Quantitative Myocardial Perfusion in Fabry Disease

Affiliations
Observational Study

Quantitative Myocardial Perfusion in Fabry Disease

Kristopher D Knott et al. Circ Cardiovasc Imaging. 2019 Jul.

Abstract

Background: Fabry disease (FD) is an X-linked lysosomal storage disease resulting in tissue accumulation of sphingolipids. Key myocardial processes that lead to adverse outcomes in FD include storage, hypertrophy, inflammation, and fibrosis. These are quantifiable by multiparametric cardiovascular magnetic resonance. Recent developments in cardiovascular magnetic resonance perfusion mapping allow rapid in-line perfusion quantification permitting broader clinical application, including the assessment of microvascular dysfunction.
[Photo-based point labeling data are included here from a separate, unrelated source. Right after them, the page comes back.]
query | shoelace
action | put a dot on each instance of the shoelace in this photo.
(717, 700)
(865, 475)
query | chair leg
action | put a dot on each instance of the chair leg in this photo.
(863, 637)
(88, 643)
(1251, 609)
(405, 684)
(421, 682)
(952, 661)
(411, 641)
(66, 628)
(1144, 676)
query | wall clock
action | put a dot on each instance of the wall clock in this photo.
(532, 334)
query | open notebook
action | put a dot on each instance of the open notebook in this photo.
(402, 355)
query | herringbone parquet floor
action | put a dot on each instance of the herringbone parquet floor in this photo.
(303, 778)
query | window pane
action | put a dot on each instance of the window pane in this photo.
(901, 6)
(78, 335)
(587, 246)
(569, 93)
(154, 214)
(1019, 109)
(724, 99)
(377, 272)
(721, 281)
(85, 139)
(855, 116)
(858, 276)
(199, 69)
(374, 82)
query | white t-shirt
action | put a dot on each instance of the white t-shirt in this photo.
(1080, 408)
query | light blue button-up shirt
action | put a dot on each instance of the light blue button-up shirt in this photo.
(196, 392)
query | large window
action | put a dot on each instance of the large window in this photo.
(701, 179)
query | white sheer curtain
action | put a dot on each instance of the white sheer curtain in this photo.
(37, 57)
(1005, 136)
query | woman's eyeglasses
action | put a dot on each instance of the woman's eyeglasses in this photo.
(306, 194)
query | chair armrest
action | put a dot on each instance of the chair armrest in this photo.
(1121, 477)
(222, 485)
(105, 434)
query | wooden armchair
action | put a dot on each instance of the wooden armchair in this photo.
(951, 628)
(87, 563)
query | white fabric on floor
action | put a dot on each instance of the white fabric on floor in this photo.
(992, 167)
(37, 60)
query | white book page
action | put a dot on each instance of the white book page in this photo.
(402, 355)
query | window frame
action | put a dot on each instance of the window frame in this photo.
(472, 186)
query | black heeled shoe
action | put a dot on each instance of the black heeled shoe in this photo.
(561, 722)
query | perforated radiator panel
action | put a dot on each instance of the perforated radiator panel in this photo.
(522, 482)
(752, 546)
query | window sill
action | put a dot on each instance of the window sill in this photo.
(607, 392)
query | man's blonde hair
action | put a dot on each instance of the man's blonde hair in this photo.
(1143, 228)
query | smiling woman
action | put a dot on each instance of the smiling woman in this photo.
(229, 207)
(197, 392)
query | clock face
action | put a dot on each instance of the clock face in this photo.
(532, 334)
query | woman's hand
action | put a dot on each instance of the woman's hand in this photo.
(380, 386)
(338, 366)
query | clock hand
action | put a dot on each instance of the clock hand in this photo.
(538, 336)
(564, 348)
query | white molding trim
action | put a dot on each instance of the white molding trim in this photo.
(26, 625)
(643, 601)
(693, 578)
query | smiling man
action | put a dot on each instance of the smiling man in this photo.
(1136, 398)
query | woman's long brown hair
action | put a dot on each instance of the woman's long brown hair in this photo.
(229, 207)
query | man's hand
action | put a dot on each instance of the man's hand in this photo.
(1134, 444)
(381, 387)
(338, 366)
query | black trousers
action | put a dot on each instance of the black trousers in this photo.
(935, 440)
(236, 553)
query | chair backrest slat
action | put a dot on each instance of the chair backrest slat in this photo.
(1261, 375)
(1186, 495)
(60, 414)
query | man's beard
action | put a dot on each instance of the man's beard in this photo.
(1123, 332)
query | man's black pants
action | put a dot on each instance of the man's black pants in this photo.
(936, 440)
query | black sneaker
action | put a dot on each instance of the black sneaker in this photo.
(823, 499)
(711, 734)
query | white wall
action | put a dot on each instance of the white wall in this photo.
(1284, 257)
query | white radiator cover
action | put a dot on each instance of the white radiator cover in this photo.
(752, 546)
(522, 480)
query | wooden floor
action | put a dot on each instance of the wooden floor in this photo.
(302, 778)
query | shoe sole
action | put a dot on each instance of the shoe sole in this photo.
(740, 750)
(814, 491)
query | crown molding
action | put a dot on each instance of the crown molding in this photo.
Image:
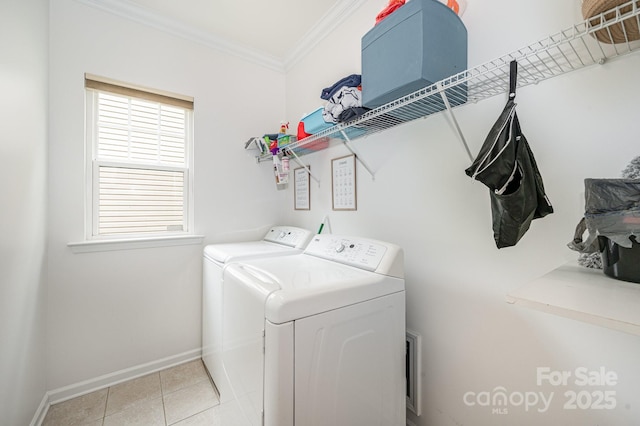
(327, 23)
(339, 13)
(133, 12)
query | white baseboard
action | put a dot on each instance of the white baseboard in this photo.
(38, 417)
(77, 389)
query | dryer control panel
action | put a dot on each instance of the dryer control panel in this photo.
(289, 236)
(362, 253)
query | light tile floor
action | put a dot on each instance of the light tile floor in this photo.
(180, 396)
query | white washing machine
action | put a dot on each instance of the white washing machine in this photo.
(318, 338)
(278, 241)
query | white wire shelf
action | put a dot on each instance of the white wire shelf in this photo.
(572, 49)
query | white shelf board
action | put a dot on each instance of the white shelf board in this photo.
(583, 294)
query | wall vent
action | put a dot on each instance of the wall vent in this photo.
(413, 372)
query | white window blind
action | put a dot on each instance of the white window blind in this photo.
(140, 175)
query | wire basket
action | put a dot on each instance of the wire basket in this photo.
(622, 32)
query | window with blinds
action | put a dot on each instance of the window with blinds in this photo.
(140, 161)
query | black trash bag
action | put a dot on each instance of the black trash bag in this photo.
(506, 165)
(612, 210)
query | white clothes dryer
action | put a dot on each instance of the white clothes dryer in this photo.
(318, 338)
(278, 241)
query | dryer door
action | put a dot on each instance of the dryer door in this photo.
(244, 292)
(350, 365)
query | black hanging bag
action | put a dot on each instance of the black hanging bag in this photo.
(506, 165)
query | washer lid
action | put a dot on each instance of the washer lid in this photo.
(224, 253)
(278, 240)
(301, 285)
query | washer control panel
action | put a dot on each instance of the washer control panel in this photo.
(358, 252)
(289, 236)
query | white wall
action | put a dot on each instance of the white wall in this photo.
(583, 124)
(23, 196)
(110, 311)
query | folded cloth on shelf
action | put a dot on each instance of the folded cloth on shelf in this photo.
(352, 80)
(351, 113)
(344, 98)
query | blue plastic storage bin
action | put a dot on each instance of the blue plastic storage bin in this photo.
(314, 123)
(419, 44)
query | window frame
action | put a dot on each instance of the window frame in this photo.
(92, 240)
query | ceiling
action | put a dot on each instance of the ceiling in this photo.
(274, 32)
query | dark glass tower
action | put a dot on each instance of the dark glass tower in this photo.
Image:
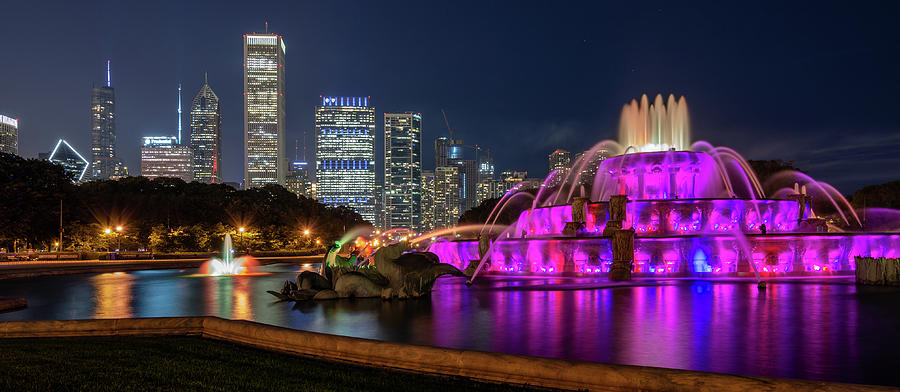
(105, 164)
(206, 136)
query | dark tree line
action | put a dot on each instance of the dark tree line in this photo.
(164, 214)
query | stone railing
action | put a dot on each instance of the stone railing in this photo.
(877, 271)
(475, 365)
We hypothesized that microvascular dysfunction in FD would be associated with storage, fibrosis, and edema.

Methods: A prospective, observational study of 44 FD patients (49 years, 43% male, 24 [55%] with left ventricular hypertrophy [LVH]) and 27 healthy controls with multiparametric cardiovascular magnetic resonance including vasodilator stress perfusion mapping. Myocardial blood flow (MBF) was measured and its associations with other processes investigated.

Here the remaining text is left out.